In 1851 she began writing verses to be set to music. With George F. Root, music instructor at the school, Crosby wrote a successful cantata, The Flower Queen. She also wrote lyrics for scores of songs, some of which, such as Hazel Dell, There’s Music in the Air, and Rosalie, the Prairie Flower, were widely popular.


After her graduation, Crosby remained at the New York Institution for the Blind as a teacher of English grammar and rhetoric and of ancient history until 1858. That year she married Alexander Van Alstyne, who was also blind and was also a former pupil and then a teacher at the school, and she published her third volume, A Wreath of Columbia’s Flowers. The couple’s only child was born in 1859 and died in infancy. Although the two eventually lived apart—ostensibly to follow their own career paths—they remained married until Van Alstyne’s death in 1902.


About 1864 Crosby began writing hymns. Like her poetry, her hymns suffer generally from cliché and sentimentality, but they also display an occasional gleam of more than ordinary talent.

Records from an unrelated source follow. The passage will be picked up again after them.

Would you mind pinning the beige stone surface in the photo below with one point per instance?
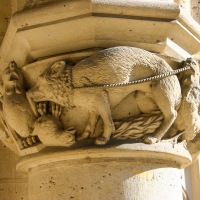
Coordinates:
(13, 184)
(48, 31)
(130, 171)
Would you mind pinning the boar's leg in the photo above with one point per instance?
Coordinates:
(103, 108)
(90, 126)
(167, 106)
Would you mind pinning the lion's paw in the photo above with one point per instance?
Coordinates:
(150, 140)
(101, 140)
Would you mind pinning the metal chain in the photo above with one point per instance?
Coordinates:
(160, 76)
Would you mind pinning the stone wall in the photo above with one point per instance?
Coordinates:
(13, 184)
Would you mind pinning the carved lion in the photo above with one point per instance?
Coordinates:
(16, 109)
(67, 86)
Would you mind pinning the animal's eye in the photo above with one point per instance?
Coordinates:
(53, 72)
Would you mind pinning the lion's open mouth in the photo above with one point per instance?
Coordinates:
(14, 77)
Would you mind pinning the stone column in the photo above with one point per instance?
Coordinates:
(126, 171)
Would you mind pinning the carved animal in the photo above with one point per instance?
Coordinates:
(51, 133)
(188, 119)
(62, 85)
(16, 109)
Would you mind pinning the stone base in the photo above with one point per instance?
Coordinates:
(131, 171)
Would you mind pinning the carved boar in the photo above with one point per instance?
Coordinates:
(68, 86)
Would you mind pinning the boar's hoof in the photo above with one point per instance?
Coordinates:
(101, 140)
(82, 136)
(150, 140)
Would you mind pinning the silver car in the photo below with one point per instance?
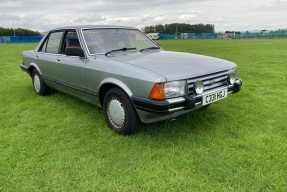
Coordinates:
(127, 74)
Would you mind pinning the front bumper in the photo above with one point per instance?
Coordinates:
(151, 110)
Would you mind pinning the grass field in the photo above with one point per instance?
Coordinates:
(59, 143)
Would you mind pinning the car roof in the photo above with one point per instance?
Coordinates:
(79, 27)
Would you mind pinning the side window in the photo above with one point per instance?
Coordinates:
(43, 47)
(54, 42)
(71, 40)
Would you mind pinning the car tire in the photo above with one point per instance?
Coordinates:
(206, 106)
(39, 85)
(120, 113)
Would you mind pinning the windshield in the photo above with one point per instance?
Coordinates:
(101, 41)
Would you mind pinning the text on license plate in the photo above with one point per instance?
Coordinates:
(215, 96)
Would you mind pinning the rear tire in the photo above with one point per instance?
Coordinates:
(39, 85)
(120, 113)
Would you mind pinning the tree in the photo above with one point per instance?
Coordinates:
(18, 32)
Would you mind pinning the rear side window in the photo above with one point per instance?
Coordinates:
(54, 42)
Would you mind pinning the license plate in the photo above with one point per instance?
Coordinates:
(215, 96)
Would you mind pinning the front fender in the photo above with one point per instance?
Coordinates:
(118, 83)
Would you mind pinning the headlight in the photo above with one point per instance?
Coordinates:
(175, 88)
(198, 87)
(231, 78)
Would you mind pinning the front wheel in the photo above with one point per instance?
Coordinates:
(119, 112)
(39, 85)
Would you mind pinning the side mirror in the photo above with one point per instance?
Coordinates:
(74, 51)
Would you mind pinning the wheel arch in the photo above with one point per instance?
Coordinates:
(107, 84)
(31, 68)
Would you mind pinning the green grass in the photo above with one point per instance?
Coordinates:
(59, 143)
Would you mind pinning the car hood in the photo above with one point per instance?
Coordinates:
(175, 65)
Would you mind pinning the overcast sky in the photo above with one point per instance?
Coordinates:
(239, 15)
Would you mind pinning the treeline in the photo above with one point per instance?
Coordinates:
(18, 32)
(177, 28)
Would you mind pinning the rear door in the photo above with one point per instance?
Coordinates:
(47, 55)
(71, 69)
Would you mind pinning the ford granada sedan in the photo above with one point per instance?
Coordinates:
(127, 74)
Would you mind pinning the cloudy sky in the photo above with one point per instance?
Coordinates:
(239, 15)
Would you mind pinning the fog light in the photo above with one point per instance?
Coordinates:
(231, 78)
(198, 87)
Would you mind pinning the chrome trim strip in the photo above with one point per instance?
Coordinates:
(175, 100)
(175, 109)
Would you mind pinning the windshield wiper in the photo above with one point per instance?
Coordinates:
(149, 48)
(122, 49)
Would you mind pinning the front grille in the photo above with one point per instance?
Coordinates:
(210, 81)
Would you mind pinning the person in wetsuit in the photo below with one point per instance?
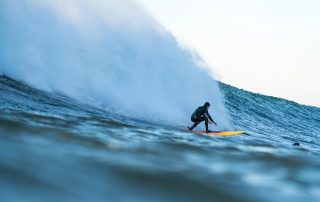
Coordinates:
(201, 114)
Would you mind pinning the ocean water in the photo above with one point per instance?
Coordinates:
(54, 148)
(94, 99)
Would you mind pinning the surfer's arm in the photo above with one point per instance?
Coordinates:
(210, 118)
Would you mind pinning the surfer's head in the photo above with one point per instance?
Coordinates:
(207, 104)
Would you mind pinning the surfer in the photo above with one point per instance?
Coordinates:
(202, 114)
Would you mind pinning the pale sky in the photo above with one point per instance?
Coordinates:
(266, 46)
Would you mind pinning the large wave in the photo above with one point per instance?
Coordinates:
(109, 52)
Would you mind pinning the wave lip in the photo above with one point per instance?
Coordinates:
(109, 53)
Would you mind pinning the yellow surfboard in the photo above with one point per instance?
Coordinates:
(219, 133)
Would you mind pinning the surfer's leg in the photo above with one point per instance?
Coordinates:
(206, 122)
(196, 122)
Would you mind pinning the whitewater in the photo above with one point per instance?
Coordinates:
(93, 95)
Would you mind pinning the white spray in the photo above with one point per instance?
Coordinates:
(109, 52)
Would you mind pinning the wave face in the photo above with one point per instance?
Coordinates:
(110, 53)
(53, 146)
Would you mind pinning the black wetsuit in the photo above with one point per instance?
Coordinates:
(199, 115)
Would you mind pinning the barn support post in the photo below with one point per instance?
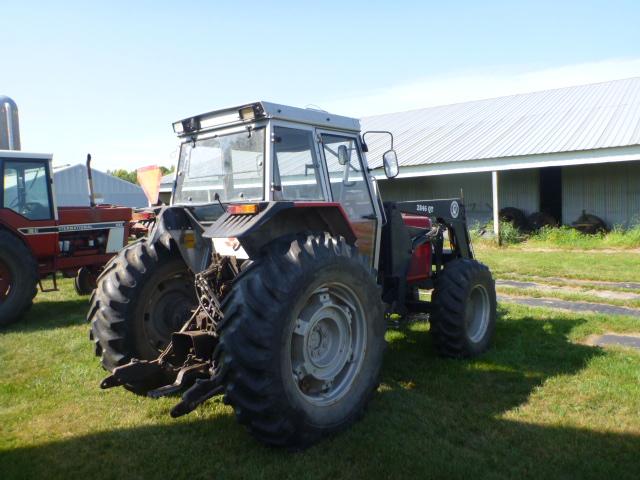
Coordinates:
(496, 206)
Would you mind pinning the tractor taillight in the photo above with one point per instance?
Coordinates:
(246, 209)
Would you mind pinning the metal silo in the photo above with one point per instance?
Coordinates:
(9, 126)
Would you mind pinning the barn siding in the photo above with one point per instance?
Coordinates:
(610, 191)
(518, 188)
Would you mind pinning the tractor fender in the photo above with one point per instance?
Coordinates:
(278, 219)
(177, 228)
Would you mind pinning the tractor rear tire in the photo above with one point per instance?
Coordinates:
(144, 294)
(302, 340)
(464, 309)
(84, 282)
(18, 278)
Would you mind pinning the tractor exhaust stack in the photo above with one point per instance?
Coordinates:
(9, 124)
(92, 195)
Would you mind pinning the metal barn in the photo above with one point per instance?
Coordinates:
(558, 151)
(71, 188)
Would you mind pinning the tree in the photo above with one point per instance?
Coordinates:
(133, 176)
(124, 175)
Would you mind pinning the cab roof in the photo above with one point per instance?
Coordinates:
(250, 112)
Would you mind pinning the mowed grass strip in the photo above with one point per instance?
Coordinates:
(615, 267)
(538, 405)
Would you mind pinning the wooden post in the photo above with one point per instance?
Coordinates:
(496, 206)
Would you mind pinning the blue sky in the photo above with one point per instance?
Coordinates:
(110, 78)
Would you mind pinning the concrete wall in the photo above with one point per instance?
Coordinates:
(610, 191)
(518, 188)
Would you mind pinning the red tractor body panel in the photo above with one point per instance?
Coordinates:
(85, 229)
(420, 267)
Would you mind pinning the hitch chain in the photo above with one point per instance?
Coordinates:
(189, 363)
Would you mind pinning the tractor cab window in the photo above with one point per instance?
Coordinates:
(26, 189)
(346, 175)
(230, 165)
(296, 170)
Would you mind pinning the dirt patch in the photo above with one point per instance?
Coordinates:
(631, 340)
(578, 282)
(571, 306)
(580, 250)
(605, 294)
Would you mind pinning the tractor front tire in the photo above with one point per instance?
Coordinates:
(464, 309)
(18, 278)
(302, 340)
(144, 294)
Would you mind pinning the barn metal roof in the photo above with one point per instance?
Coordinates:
(71, 188)
(585, 117)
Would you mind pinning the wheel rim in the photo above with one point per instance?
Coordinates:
(169, 306)
(328, 344)
(5, 281)
(477, 313)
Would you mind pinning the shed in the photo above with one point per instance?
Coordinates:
(559, 151)
(71, 188)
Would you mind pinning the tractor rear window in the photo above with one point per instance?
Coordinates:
(230, 165)
(26, 189)
(296, 169)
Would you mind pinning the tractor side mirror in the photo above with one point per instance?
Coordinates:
(390, 161)
(343, 155)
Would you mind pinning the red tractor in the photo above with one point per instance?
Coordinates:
(38, 239)
(273, 274)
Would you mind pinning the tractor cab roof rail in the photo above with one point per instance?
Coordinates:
(251, 112)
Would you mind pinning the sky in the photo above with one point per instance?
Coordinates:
(110, 78)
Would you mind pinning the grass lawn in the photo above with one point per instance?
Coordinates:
(538, 405)
(611, 266)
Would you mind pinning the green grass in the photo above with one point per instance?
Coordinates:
(616, 267)
(569, 238)
(574, 296)
(537, 405)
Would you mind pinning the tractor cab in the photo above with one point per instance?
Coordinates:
(264, 152)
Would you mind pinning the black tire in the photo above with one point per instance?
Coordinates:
(514, 216)
(260, 317)
(144, 294)
(538, 220)
(84, 282)
(460, 282)
(22, 285)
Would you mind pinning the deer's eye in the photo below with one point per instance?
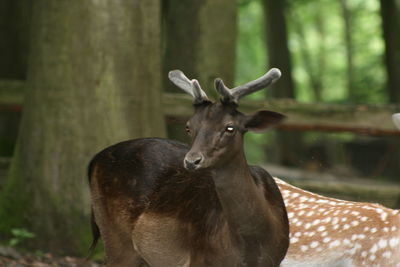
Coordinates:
(229, 129)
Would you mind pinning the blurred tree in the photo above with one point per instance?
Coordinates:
(315, 68)
(391, 34)
(279, 56)
(14, 26)
(93, 79)
(198, 38)
(277, 46)
(348, 25)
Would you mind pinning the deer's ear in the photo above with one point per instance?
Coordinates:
(263, 120)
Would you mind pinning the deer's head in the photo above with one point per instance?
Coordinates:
(217, 129)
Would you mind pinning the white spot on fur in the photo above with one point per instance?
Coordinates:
(393, 242)
(382, 243)
(303, 248)
(335, 243)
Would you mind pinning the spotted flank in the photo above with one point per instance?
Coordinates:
(331, 232)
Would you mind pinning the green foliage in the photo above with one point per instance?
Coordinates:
(19, 235)
(250, 50)
(316, 43)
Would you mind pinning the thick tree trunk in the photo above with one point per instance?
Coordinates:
(289, 144)
(277, 46)
(93, 79)
(199, 39)
(391, 34)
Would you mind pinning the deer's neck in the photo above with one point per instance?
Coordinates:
(245, 208)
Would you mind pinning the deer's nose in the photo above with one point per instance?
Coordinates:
(193, 161)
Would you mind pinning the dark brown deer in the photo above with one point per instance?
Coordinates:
(159, 202)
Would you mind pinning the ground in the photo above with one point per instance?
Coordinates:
(9, 257)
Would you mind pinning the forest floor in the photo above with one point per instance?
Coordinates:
(9, 257)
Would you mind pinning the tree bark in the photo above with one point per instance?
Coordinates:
(94, 80)
(347, 19)
(288, 148)
(277, 47)
(391, 34)
(199, 39)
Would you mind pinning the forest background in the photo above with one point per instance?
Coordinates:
(77, 76)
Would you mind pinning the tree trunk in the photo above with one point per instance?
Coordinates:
(391, 35)
(199, 39)
(94, 80)
(277, 46)
(346, 13)
(288, 148)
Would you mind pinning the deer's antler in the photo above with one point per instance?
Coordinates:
(233, 95)
(192, 87)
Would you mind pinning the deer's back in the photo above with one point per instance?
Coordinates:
(142, 183)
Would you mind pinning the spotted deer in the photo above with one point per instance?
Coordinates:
(158, 202)
(331, 232)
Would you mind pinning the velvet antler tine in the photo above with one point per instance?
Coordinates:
(233, 95)
(267, 79)
(180, 80)
(198, 93)
(192, 87)
(223, 90)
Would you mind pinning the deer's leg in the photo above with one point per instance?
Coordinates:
(119, 250)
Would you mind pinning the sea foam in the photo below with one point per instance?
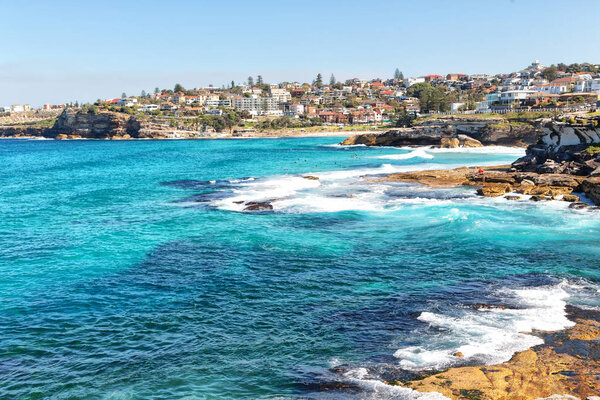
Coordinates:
(489, 335)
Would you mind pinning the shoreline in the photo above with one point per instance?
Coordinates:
(567, 363)
(259, 135)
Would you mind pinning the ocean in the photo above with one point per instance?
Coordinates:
(130, 270)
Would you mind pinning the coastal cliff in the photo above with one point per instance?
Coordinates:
(455, 131)
(77, 124)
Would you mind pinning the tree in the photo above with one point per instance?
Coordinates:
(550, 73)
(319, 81)
(405, 119)
(399, 76)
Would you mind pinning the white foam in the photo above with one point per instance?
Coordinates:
(503, 150)
(374, 389)
(489, 336)
(419, 153)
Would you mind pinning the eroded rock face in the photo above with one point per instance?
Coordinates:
(561, 150)
(566, 367)
(103, 125)
(453, 131)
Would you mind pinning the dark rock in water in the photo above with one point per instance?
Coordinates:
(346, 195)
(258, 206)
(579, 205)
(185, 184)
(539, 197)
(570, 198)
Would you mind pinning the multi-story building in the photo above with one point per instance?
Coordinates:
(214, 103)
(257, 105)
(281, 95)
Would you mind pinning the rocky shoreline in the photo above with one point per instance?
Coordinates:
(507, 182)
(567, 364)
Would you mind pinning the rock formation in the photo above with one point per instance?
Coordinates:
(567, 364)
(454, 131)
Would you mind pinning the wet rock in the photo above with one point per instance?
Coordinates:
(591, 187)
(494, 190)
(258, 206)
(559, 397)
(539, 197)
(579, 205)
(449, 143)
(570, 198)
(467, 141)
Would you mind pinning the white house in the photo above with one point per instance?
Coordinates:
(150, 107)
(553, 88)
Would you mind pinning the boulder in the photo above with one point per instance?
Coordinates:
(579, 205)
(467, 141)
(570, 198)
(494, 190)
(449, 143)
(559, 397)
(258, 206)
(591, 187)
(512, 197)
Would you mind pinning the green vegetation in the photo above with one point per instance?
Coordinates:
(471, 394)
(592, 150)
(430, 98)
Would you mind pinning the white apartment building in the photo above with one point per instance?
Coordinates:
(281, 95)
(588, 86)
(214, 103)
(257, 105)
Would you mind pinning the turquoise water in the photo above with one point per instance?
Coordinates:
(129, 270)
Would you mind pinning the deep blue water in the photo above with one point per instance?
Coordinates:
(129, 270)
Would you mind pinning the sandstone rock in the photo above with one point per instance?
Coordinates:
(449, 143)
(538, 197)
(579, 205)
(570, 198)
(591, 187)
(258, 206)
(559, 397)
(512, 197)
(467, 141)
(494, 190)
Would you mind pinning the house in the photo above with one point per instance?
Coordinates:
(553, 88)
(281, 95)
(150, 107)
(411, 81)
(431, 78)
(127, 102)
(455, 77)
(257, 105)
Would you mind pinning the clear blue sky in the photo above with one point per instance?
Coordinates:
(61, 51)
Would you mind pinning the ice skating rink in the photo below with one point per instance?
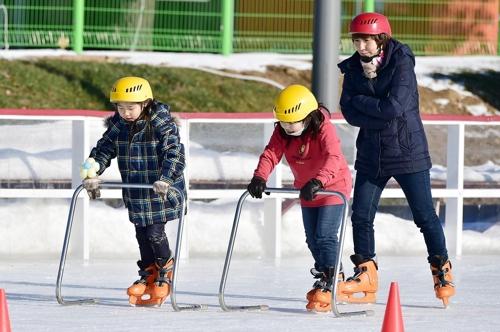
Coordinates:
(282, 284)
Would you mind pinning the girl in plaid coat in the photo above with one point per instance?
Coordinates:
(144, 138)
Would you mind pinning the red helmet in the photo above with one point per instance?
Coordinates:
(370, 24)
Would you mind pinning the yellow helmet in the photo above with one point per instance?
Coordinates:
(294, 103)
(130, 89)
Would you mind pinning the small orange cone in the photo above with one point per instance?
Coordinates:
(393, 318)
(4, 313)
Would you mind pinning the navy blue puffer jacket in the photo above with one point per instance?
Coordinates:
(391, 138)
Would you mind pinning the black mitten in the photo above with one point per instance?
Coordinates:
(310, 189)
(256, 187)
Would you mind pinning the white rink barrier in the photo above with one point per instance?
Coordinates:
(453, 194)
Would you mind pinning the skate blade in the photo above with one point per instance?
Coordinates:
(135, 301)
(319, 308)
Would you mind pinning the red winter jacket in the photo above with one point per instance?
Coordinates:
(319, 158)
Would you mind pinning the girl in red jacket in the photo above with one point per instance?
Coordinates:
(308, 140)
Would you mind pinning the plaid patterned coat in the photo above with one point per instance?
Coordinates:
(147, 150)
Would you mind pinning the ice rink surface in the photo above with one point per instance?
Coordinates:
(281, 284)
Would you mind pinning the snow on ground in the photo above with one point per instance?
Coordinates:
(425, 65)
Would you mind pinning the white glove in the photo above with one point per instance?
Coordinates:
(161, 188)
(92, 187)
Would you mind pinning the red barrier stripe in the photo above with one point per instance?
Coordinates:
(207, 115)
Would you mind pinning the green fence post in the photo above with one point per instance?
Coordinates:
(78, 18)
(369, 6)
(227, 26)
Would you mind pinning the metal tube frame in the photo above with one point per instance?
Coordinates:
(230, 248)
(67, 236)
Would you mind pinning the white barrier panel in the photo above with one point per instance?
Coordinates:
(454, 193)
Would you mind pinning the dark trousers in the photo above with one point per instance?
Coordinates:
(153, 243)
(321, 225)
(417, 189)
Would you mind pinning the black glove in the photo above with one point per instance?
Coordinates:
(310, 189)
(256, 187)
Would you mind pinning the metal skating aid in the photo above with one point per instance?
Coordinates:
(67, 236)
(230, 247)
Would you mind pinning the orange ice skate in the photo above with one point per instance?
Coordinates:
(443, 279)
(161, 288)
(365, 280)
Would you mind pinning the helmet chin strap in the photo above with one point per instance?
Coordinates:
(298, 132)
(367, 59)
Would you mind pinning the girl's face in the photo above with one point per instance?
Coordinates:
(293, 128)
(366, 46)
(129, 111)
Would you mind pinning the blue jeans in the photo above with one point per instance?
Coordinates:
(321, 225)
(417, 189)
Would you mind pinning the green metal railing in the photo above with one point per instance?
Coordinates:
(226, 26)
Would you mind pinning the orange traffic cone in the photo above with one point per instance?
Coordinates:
(393, 318)
(4, 313)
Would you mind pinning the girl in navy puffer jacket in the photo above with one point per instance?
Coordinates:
(380, 97)
(144, 138)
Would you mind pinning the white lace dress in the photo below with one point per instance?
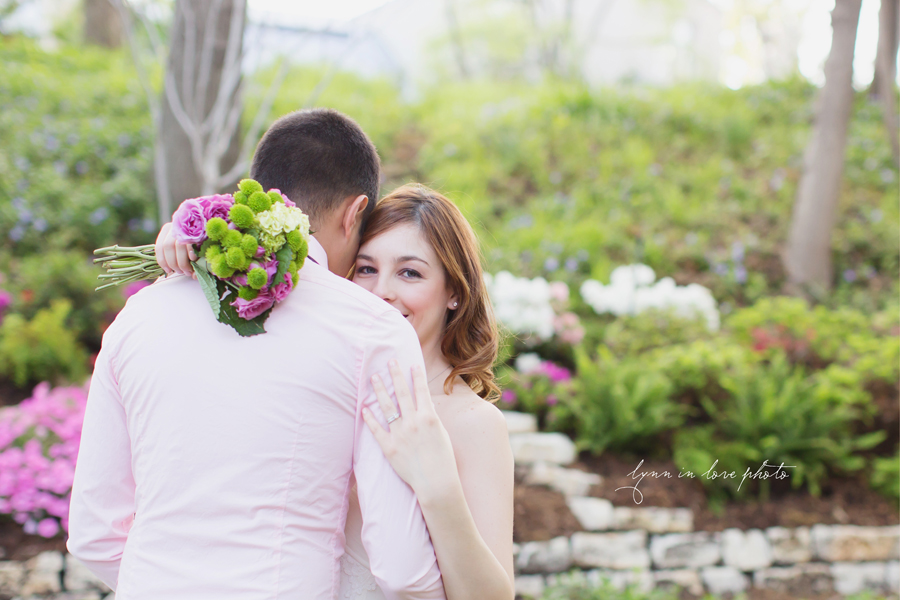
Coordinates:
(357, 582)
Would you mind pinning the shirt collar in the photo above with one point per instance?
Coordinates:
(317, 252)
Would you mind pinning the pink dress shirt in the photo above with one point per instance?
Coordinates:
(218, 467)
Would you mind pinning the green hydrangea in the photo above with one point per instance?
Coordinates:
(242, 216)
(237, 259)
(220, 268)
(259, 202)
(301, 253)
(257, 278)
(295, 239)
(272, 243)
(248, 293)
(216, 228)
(249, 186)
(249, 245)
(232, 239)
(213, 251)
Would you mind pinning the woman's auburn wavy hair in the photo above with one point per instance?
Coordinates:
(471, 339)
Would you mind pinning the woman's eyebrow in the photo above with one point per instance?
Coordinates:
(397, 260)
(411, 257)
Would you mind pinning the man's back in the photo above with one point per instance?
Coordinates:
(237, 452)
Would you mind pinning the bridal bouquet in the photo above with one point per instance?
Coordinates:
(250, 247)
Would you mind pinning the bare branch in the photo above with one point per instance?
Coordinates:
(250, 139)
(207, 54)
(231, 73)
(143, 78)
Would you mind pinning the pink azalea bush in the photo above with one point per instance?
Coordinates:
(38, 446)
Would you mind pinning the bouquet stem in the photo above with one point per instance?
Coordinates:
(127, 264)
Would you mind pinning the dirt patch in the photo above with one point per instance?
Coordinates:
(541, 514)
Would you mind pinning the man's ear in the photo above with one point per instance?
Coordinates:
(353, 212)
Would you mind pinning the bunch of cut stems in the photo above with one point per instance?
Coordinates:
(127, 264)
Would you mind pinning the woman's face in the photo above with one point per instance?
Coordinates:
(401, 267)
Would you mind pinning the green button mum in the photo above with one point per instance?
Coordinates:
(249, 186)
(249, 245)
(216, 228)
(257, 278)
(232, 239)
(241, 216)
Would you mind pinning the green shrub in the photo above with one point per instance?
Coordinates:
(620, 404)
(75, 150)
(634, 334)
(41, 349)
(868, 344)
(776, 413)
(697, 367)
(39, 279)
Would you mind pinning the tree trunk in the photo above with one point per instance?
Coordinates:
(888, 39)
(886, 70)
(808, 254)
(102, 26)
(197, 56)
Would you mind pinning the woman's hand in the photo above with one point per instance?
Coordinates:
(416, 444)
(173, 256)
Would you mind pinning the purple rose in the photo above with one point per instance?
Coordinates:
(188, 222)
(281, 290)
(270, 266)
(250, 309)
(216, 206)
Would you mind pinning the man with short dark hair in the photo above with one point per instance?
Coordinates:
(214, 466)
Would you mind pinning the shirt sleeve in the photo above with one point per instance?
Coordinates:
(394, 534)
(102, 506)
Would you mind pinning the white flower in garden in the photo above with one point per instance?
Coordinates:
(631, 291)
(522, 304)
(529, 362)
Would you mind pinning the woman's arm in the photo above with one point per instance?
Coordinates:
(173, 256)
(466, 499)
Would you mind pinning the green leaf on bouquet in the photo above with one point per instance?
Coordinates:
(284, 256)
(208, 285)
(245, 328)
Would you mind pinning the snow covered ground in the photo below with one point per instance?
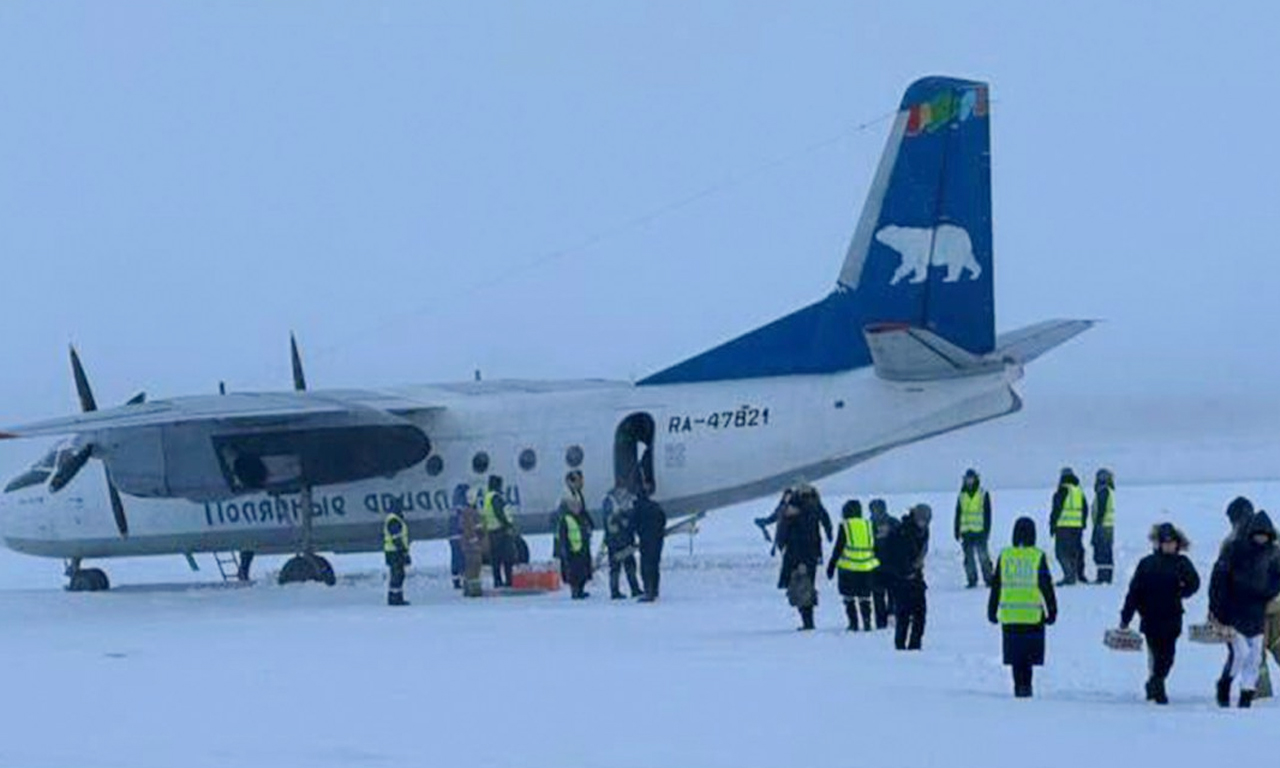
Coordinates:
(164, 671)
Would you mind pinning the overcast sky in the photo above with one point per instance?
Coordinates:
(563, 190)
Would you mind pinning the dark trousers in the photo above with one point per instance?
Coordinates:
(396, 584)
(499, 557)
(1161, 649)
(1104, 553)
(909, 608)
(1023, 680)
(855, 588)
(650, 560)
(618, 565)
(1069, 551)
(974, 547)
(882, 597)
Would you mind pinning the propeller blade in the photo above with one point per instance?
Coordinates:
(69, 467)
(82, 389)
(118, 508)
(300, 382)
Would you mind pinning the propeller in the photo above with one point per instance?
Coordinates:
(71, 466)
(300, 382)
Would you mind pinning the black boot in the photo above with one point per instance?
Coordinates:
(1156, 691)
(1224, 691)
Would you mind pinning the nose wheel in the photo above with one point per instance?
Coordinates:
(86, 579)
(307, 567)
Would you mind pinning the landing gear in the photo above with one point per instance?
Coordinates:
(242, 566)
(307, 567)
(86, 579)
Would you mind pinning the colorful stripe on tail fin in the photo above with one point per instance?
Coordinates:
(920, 255)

In all, Crosby wrote between 5,500 and 9,000 hymns, the exact count being obscured by the numerous pseudonyms (as many as 200, according to some sources) that she employed to preserve her modesty. The best known of her hymns included Safe in the Arms of Jesus, Rescue the Perishing, Blessed Assurance, The Bright Forever, Savior, More Than Life to Me” and Pass Me Not, O Gentle Savior. Her hymns were especially popular in the Methodist church, which for a time observed an annual Fanny Crosby Day.


Most prominent among her many musical collaborators was Ira D. Sankey. In 1897 she published a final volume of poetry, Bells at Evening: And Other Verses, and she later wrote two volumes of autobiography, Fanny Crosby’s Life-Story (1903) and Memories of Eighty Years (1906). Crosby died of a stroke following a prolonged illness. She was 94 years old.